Tuesday, February 17, 2015

On Strange Bedfellows

Kidlet has, as most kidlets do, a coterie of stuffed animals and loveys.  They range from the enormous pillow pet we were obligated to get him because by the time I was able to pry him away from it he'd already soaked it in drool, to the little tiny ornamental loveys that came with the pregnant-lady swag box that I got from the midwife.  But there are 4 that he's emotionally invested in to the point that it might be "love", and one more so than any of the others.
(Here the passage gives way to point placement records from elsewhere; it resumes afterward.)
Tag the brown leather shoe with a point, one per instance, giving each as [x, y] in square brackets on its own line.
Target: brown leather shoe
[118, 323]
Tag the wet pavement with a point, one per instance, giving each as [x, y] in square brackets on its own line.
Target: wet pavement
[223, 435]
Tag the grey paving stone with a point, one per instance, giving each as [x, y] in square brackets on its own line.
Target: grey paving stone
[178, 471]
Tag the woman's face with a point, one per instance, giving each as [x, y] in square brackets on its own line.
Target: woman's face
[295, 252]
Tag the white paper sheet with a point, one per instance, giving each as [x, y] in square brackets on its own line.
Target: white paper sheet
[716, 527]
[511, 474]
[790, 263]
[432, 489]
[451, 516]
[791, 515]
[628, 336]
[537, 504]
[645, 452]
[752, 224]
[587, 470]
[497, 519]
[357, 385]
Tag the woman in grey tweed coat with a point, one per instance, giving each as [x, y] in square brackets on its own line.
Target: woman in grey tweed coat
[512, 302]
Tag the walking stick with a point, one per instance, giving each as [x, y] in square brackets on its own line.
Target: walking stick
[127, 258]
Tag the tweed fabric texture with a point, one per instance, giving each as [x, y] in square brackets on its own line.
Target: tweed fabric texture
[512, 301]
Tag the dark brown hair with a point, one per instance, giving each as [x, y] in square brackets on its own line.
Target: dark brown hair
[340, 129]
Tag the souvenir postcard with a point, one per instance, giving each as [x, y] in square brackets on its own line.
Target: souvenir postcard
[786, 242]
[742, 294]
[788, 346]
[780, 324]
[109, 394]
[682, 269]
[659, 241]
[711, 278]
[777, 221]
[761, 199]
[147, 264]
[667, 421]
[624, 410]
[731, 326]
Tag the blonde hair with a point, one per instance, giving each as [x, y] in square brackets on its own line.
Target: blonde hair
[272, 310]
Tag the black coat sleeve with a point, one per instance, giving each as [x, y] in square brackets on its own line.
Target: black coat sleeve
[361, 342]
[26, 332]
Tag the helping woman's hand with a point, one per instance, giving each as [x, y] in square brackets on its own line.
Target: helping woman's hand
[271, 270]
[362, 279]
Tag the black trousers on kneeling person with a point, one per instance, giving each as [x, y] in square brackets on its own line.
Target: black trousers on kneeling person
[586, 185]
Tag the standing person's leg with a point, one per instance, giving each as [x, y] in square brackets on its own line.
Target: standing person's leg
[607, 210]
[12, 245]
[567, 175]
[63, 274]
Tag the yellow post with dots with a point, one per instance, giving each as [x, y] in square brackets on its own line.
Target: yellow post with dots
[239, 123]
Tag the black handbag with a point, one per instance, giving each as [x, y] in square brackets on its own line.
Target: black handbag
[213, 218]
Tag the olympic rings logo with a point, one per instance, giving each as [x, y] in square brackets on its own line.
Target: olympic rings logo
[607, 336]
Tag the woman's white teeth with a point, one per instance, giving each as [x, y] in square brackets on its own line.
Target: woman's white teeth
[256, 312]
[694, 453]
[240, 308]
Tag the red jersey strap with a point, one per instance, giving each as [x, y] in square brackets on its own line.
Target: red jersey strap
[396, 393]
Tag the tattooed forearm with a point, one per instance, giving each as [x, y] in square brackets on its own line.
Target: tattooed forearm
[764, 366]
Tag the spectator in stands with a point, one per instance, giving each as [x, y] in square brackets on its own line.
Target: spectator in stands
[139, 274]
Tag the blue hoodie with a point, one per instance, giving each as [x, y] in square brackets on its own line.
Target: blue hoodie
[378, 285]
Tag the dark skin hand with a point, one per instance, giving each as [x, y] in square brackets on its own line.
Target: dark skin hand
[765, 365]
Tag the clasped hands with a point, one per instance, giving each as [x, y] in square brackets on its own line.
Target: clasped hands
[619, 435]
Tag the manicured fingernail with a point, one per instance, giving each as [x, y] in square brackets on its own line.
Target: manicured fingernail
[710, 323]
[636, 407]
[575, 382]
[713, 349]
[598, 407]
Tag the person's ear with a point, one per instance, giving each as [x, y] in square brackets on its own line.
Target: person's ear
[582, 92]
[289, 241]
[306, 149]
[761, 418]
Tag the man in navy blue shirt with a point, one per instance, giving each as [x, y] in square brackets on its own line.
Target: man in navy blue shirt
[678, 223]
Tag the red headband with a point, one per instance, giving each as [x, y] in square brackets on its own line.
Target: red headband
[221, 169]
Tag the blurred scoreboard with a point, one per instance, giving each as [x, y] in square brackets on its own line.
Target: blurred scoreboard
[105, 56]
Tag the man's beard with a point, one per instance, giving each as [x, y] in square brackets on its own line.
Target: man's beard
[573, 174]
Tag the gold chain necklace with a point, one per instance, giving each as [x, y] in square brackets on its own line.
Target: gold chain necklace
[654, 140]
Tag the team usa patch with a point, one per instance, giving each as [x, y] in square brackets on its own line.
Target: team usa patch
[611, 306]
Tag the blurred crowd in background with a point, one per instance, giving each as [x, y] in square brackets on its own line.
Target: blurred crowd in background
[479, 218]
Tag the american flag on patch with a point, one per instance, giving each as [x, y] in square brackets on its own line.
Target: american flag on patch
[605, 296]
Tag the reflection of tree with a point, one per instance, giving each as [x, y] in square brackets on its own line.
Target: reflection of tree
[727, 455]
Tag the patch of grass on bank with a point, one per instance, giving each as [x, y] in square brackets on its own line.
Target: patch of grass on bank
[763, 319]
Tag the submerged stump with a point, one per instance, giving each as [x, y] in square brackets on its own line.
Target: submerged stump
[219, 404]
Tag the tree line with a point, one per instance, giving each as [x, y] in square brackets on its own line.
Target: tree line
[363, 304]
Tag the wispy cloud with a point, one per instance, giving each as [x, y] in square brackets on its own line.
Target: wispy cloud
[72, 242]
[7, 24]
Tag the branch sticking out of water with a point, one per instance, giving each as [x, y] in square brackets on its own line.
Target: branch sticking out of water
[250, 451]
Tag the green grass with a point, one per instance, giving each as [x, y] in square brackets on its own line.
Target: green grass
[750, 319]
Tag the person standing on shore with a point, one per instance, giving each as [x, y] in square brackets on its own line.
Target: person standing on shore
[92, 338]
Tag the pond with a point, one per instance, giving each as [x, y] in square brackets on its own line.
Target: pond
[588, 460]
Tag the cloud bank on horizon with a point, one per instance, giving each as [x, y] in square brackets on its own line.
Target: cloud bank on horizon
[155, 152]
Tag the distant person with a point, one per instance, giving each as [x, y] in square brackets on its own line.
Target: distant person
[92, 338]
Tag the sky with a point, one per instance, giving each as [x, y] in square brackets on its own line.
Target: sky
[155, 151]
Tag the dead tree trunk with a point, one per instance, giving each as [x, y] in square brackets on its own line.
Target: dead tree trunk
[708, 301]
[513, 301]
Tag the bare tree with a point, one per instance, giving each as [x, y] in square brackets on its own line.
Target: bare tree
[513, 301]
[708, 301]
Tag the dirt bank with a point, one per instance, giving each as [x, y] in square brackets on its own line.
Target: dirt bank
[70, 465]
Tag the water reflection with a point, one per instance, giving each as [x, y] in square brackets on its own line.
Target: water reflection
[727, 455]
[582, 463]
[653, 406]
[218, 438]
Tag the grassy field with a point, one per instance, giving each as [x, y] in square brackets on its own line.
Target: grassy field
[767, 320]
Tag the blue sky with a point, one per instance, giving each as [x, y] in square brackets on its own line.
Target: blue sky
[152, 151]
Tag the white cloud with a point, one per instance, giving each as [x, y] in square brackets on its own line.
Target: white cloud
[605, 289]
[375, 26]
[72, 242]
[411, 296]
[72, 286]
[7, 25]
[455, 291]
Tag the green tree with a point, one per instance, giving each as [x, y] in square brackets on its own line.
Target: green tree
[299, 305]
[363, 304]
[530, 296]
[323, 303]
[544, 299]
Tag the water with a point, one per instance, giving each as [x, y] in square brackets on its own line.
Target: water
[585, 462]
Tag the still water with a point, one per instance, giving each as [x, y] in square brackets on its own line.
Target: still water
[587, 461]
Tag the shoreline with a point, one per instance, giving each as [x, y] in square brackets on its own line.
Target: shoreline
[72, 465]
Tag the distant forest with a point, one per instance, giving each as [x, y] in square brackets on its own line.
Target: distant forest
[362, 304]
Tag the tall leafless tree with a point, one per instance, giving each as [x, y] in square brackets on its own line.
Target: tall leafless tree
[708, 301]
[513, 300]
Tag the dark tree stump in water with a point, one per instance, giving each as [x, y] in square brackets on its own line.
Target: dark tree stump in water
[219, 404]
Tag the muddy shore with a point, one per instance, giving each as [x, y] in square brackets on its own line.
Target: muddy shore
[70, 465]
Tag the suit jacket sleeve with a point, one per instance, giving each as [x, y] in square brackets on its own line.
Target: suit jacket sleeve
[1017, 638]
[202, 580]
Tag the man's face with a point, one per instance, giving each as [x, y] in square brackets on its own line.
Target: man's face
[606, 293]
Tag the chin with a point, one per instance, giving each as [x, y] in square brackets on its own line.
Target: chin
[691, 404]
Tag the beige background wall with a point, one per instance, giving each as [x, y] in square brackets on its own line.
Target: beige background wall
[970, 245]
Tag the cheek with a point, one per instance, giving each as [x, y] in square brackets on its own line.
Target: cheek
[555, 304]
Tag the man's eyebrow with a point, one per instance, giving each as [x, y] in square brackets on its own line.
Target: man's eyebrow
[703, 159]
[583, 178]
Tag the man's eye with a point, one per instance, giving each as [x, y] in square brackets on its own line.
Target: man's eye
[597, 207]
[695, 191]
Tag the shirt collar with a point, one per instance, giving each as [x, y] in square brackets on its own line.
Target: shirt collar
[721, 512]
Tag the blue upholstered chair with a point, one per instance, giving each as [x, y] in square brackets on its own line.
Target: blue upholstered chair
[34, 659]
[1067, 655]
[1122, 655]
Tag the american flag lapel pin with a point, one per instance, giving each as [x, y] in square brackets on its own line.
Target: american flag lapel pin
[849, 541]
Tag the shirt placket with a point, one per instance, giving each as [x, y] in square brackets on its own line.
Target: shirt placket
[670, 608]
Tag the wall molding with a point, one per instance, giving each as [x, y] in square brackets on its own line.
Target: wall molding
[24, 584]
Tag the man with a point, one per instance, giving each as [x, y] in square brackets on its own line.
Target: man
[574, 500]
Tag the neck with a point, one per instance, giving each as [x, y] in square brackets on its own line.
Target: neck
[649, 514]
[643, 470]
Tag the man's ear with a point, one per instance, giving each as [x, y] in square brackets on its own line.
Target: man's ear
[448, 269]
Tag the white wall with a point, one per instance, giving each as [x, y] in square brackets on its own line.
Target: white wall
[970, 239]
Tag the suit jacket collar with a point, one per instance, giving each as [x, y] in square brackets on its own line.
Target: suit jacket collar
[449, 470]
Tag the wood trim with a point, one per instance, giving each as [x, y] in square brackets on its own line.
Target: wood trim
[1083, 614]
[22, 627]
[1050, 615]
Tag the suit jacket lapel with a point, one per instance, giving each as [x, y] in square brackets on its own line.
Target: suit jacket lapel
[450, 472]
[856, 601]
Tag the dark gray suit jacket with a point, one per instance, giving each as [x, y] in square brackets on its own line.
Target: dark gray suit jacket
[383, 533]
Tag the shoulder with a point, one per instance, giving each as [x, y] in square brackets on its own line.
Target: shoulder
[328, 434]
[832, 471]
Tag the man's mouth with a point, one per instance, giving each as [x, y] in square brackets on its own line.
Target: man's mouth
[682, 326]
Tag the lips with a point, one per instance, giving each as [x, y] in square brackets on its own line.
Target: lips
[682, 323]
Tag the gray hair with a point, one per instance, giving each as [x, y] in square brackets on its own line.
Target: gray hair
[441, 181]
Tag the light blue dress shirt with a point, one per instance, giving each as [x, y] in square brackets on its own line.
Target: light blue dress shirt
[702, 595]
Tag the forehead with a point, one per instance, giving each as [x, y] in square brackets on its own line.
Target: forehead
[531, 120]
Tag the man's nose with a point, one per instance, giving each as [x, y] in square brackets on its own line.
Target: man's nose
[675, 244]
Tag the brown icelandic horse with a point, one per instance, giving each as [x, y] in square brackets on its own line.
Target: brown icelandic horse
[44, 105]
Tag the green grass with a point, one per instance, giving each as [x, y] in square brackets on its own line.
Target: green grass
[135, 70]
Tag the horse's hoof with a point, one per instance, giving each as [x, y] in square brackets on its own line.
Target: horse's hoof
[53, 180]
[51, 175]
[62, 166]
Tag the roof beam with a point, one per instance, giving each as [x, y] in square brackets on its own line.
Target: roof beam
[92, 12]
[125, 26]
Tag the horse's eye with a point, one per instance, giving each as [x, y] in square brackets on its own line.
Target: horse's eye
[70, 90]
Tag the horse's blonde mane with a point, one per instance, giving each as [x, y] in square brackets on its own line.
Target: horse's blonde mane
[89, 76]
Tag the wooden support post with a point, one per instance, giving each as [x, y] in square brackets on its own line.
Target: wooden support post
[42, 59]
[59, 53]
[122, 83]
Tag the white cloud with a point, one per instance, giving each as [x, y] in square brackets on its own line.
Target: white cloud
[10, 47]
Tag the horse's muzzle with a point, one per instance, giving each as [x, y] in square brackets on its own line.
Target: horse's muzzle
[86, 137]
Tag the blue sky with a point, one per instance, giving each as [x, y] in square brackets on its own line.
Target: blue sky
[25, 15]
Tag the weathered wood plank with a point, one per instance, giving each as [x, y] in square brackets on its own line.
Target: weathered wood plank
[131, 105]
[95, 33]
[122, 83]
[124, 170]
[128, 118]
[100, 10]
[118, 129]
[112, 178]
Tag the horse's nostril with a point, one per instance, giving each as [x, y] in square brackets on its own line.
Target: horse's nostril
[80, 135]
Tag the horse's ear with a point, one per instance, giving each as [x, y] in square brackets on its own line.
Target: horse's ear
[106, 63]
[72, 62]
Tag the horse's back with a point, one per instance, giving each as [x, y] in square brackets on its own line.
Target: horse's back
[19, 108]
It is not, oddly, the Original Lovey, the LubWubs, as it is called.  It's a little, white sheet with a bunny head at one corner, sweet and innocent enough.  This was the one lovey I started giving to him at around 6 months as a sleep cue, the one that he takes to bed and nuzzles at night.  It is a source of comfort--or rather, it was, until my husband forgot to bring it back from an overnight stay with a friend (and yes, I am laying the blame squarely on the poor man, as I was at home sick for the entire time).  But luckily it seems to have been more of a habit at this point than a true need; since he got back bedtimes haven't been all that much different.

Nor is it the monkey pillow pet, of the aforementioned drooling episode.  And it's not the misnamed Panda, either--a toy leopard with deformed, enormous eyes.  We called it Fugly for a while, but he insisted that its name was Panda, and as with all things thus named by kidlet, its name is now Panda.

No, The One, the Only, the True Toy of the kidlet, is the ugliest teddy bear I have ever had the shame of buying.  It has no nose.  Texture-wise, it's hard and bristly, and there's a cold metal chain around its neck.  It's not soft.  And did I mention it's ugly?  I bought it at the thrift store, against all of my personal rules about buying stuffed things at thrift stores, because when he saw it, he wanted it, and had an all-out tantrum when I told him "no".  You might think it was bad parenting for me to give in, but you have to keep in mind that this kidlet almost never has a tantrum.  He gets whiny and cries for stuff, sure, but tantrums of the epic, fists-to-the-floor level that supposedly mark the Terrible Twos are almost unheard of.  (Before you get too jealous, though, let me assure you, he is plenty terrible, but in other ways)

This itchy, scratchy, bristly, hard, vaguely-stinky teddy bear is what he asks for before he goes to bed, even when we still had LubWubs.  It is what gets dragged around our apartment during the day.  It is the one that he tries to "potty train" and the one that gets to "eat" dinner.  It is the one that he occasionally tries to "dress" with varying degrees of success, the one that comes with him when he comes into our bed in the middle of the night.

I wish I could understand why, of all the stuffed animals he has, he's chosen to give his affection to the one toy that neither my husband nor I can stand.   I wish I could understand why, of all the stuffed animals in the thrift store, he chose that one--and why, of all the things he could have asked for, he insisted on getting it.

I suppose there is a moral in here somewhere about not getting invested too much in what your kids' toys are, or maybe the lesson is not to spend too much money on your kids' toys because they'll invariably fall in love with the cheapest, most God-awful things.  Or maybe there's a moral in here about letting kids be kids and letting them pick and choose which toys make them happy, even if you can't stand them.  And I suppose, if you want to read a lesson into this and pick and choose a moral, you could.

But I prefer to think that this is what the magic of childhood is all about:  doing things that your parents just don't understand, according to a logic that makes sense in your own little world where bedtimes are always a little too early and everybody always wants you to take nap even though you're not tired.  In a world where you have so little control over what goes on in your life, having a little something all to yourself must be precious.